Architectural blueprint: https://gitlab.com/gitlab-org/gitlab/-/tree/master/doc/architecture/blueprints/autoflow
Roadblocks
-
Alignment (and implementation) on a standard eventing approach that will scale across the platform. Was there an outcome to https://handbook.gitlab.com/handbook/company/working-groups/event-stream/?
- Decision
- Documentation
- Drive awareness among product teams
- Reconcile overlapping solutions and have a concrete plan with a defined end date to consolidate them.
-
We have not aligned a solution for a scalable workflow engine.
- Decision
- Documentation
- Drive awareness among product teams
- Reconcile overlapping solutions and have a concrete plan with a defined end date to consolidate them.
-
If we do end up going with Temporal, it will require a significant investment from:
- Infrastructure to bundle Temporal with GitLab distributions by default. They do not have capacity until FY26.

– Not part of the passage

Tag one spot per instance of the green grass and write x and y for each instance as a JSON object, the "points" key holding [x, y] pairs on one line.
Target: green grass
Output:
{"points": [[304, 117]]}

- Resources/capacity to focus on the underlying BE logic for the workflow engine (~2-3 engineers)
- Resources/capacity to focus on integrating Temporal usage with GitLab's consumption pricing model (For SaaS) -- https://gitlab.com/gitlab-org/gitlab/-/issues/471718+
- Resources/capacity to build the core FE/UX/UI framework for AutoFlow, allowing any other product team to contribute quickly.